ぼくが一生大切にするツイートの話 ~飯野賢治からの呟き~ - コバろぐ
『軽井沢誘拐案内』で色々と試した?
さて、ここからは想像でしかないのですが。
ファミコンでRPGをやりたかった堀井さん。どうやったらファミコンにRPGが乗るか、ずっと考えていたに違いありません。
そして、目の前には制作中の『軽井沢誘拐案内』。
「そうだ、これを使って色々と試してみよう!」
そして2Dマップでの移動が生まれ、第6章のヘンテコRPGが生まれました。
あれ?堀井さんはウルティマよりウィザードリィが好きだったんじゃ?何でのちにウルティマ型と呼ばれるようなシステムにしたんだろう?と考えてみるに、ウィザードリィを意識したシステムもありましたそういえば。
第5章の洞窟の移動。画面切り替えではありますが、一人称目線で前後左右に動いて複雑な迷路のような洞窟をウロウロするハメになります。あーあれがウィザードリィ!
もしかしたら、あれでウィズみたいなのは無理だと挫折したのかも知れません。
んー、ちょっと無理があるかもしれないけど、大方あってるでしょ(テキトー)。
発売時期
『軽井沢誘拐案内』の発売は1985年の5月です。そして、『ドラゴンクエスト』の発売は1986年5月。

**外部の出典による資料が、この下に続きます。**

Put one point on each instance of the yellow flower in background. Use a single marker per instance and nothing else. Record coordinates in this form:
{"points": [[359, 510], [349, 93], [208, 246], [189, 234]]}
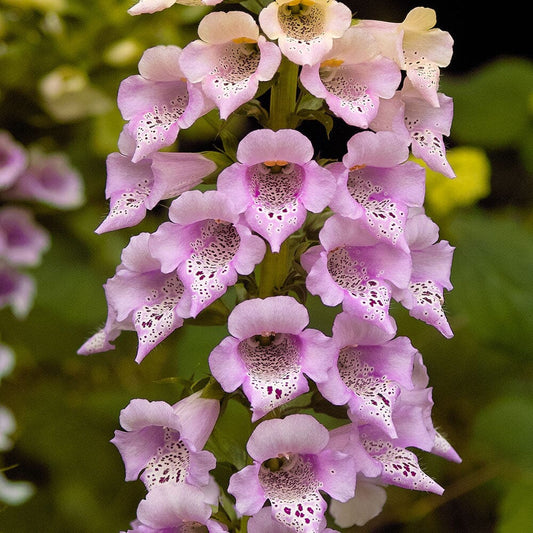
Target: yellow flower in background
{"points": [[472, 182]]}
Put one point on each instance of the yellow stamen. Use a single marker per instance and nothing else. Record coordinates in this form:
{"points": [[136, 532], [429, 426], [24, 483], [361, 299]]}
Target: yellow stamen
{"points": [[332, 63], [277, 163]]}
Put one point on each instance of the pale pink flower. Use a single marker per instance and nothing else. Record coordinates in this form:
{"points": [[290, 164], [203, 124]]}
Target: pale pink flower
{"points": [[229, 59], [305, 29]]}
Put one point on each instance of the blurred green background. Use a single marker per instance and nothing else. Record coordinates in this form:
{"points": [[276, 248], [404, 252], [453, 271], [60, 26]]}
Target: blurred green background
{"points": [[61, 62]]}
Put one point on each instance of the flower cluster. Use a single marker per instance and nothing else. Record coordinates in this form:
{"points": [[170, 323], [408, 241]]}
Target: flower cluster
{"points": [[279, 223], [27, 176]]}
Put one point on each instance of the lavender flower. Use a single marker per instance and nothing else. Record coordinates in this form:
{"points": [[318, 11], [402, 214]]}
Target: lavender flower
{"points": [[174, 509], [142, 298], [422, 124], [292, 464], [159, 101], [275, 182], [269, 351], [370, 373], [377, 183], [22, 240], [351, 266], [50, 179], [207, 245], [432, 263], [163, 443], [133, 188]]}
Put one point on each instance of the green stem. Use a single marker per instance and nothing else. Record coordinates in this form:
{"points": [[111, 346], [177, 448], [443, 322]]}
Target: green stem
{"points": [[274, 271], [283, 96], [275, 266]]}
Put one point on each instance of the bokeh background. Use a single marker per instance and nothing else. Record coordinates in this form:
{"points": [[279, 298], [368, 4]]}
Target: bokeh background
{"points": [[61, 62]]}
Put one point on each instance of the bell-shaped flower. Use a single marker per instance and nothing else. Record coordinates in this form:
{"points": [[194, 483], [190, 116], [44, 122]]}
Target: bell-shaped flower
{"points": [[133, 188], [22, 240], [377, 183], [352, 77], [229, 59], [305, 29], [50, 179], [418, 47], [371, 371], [352, 267], [159, 101], [152, 6], [142, 298], [17, 290], [292, 463], [163, 444], [432, 262], [174, 509], [269, 351], [392, 463], [207, 245], [423, 125], [275, 182], [14, 159]]}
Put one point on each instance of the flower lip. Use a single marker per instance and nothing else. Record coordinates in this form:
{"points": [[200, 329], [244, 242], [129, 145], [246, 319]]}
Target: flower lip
{"points": [[331, 63], [283, 461]]}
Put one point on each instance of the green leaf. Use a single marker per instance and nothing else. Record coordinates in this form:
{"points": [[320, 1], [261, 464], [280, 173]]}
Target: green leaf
{"points": [[491, 106], [491, 274], [232, 430], [516, 511], [503, 431]]}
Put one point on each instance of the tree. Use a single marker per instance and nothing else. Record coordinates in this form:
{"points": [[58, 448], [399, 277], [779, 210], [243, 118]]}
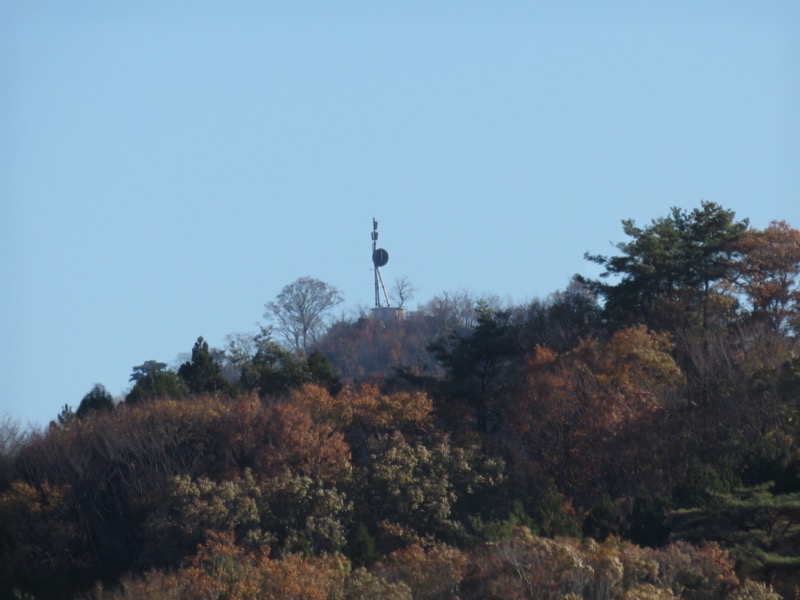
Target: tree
{"points": [[676, 270], [769, 271], [202, 374], [152, 380], [97, 399], [403, 290], [476, 362], [299, 311]]}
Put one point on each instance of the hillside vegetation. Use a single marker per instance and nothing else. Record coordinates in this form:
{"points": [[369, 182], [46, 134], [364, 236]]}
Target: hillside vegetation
{"points": [[630, 437]]}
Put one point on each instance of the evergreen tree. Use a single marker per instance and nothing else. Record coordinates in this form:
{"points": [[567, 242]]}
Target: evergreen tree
{"points": [[203, 375], [98, 399]]}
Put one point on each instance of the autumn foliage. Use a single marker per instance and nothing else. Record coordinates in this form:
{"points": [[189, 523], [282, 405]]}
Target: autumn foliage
{"points": [[633, 439]]}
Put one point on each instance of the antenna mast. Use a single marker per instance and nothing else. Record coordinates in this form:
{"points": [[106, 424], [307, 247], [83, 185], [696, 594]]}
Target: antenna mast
{"points": [[379, 259]]}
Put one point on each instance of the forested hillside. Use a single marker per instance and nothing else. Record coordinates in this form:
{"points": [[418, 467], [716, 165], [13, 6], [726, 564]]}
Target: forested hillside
{"points": [[633, 436]]}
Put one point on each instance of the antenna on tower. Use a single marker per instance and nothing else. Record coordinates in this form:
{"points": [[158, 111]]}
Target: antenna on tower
{"points": [[379, 259]]}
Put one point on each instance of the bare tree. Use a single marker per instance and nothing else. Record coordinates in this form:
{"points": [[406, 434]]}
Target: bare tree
{"points": [[403, 290], [299, 311]]}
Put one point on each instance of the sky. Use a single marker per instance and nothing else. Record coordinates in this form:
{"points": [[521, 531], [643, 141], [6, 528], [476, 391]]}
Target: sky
{"points": [[166, 168]]}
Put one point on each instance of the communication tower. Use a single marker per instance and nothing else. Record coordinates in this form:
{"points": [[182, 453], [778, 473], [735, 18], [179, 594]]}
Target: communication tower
{"points": [[380, 257]]}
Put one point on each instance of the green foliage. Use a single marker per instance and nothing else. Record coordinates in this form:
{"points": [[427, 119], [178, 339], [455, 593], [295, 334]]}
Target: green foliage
{"points": [[761, 528], [648, 523], [532, 419], [360, 548], [552, 514], [203, 375], [98, 399], [673, 270], [66, 416], [476, 362], [603, 520], [152, 380]]}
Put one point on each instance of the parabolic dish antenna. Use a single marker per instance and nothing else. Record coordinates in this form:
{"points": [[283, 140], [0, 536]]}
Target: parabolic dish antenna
{"points": [[380, 257]]}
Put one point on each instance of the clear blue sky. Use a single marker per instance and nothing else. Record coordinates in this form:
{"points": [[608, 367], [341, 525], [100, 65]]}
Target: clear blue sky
{"points": [[165, 171]]}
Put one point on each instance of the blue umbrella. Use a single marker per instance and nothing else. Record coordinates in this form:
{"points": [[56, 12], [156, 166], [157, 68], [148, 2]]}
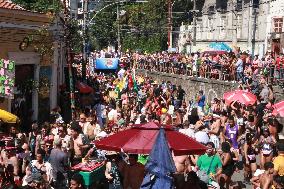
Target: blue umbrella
{"points": [[159, 165], [220, 46]]}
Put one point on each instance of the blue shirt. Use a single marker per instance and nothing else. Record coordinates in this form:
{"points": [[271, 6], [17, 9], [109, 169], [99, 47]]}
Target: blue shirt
{"points": [[201, 102], [239, 65]]}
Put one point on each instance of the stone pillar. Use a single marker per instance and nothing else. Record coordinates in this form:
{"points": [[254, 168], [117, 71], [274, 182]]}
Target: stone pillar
{"points": [[53, 87], [35, 93]]}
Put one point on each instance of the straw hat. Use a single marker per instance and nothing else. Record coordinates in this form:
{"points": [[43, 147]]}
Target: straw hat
{"points": [[110, 153]]}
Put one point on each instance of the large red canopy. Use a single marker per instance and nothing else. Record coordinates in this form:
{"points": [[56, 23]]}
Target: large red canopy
{"points": [[140, 139], [240, 96]]}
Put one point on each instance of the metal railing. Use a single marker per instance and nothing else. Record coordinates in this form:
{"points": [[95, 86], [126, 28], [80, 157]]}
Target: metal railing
{"points": [[273, 74]]}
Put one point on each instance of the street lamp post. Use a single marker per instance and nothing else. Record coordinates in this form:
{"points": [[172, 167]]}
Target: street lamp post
{"points": [[84, 63], [118, 28]]}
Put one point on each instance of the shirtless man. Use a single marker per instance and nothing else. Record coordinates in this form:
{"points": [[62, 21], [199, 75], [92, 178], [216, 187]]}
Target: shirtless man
{"points": [[183, 166], [80, 142], [215, 131], [266, 178]]}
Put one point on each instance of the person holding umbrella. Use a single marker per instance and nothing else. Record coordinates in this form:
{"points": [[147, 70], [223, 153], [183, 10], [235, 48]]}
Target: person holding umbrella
{"points": [[112, 172]]}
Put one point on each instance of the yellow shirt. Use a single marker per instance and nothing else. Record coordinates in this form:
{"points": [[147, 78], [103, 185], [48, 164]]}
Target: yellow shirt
{"points": [[279, 164]]}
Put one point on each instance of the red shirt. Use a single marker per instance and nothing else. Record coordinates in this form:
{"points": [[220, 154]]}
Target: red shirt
{"points": [[279, 63]]}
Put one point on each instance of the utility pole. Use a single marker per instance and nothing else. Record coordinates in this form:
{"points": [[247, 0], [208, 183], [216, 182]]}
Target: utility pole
{"points": [[234, 24], [169, 24], [194, 22], [69, 62], [84, 63], [254, 29], [118, 28]]}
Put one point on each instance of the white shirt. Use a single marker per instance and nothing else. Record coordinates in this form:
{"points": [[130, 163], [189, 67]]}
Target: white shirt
{"points": [[202, 137], [189, 132]]}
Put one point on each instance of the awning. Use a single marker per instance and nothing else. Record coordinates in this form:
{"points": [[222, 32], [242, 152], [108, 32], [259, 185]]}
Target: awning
{"points": [[8, 117]]}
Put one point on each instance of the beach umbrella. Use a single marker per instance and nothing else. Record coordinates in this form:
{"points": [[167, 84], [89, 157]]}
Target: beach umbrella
{"points": [[141, 138], [278, 109], [240, 96], [160, 165], [220, 46], [8, 117]]}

ああいったカタチで分かりやすいRPGのシステムを自分のモノにしたであろう堀井さんは、同時に進めていたファミコンのRPGにそのシステムを1年かけて落とし込んだのではないでしょうか。そうじゃないにしても、影響を与えているのは間違いないでしょう。
最後に
ホラ、『軽井沢誘拐案内』は『ドラゴンクエスト』のルーツだ。きっと『軽井沢』がなければ『ドラクエ』はなかったんだ。
だからシリーズ11作目が登場する2017年、ここでみんな『軽井沢誘拐案内』を遊ぶべききなのダ!そしてしのはらを締め上げ、はなやまにすっとぼけられるべきなのダ!
それよりみんな『ドラゴンクエストXI 過ぎ去りし時を求めて』が楽しみすぎるよな!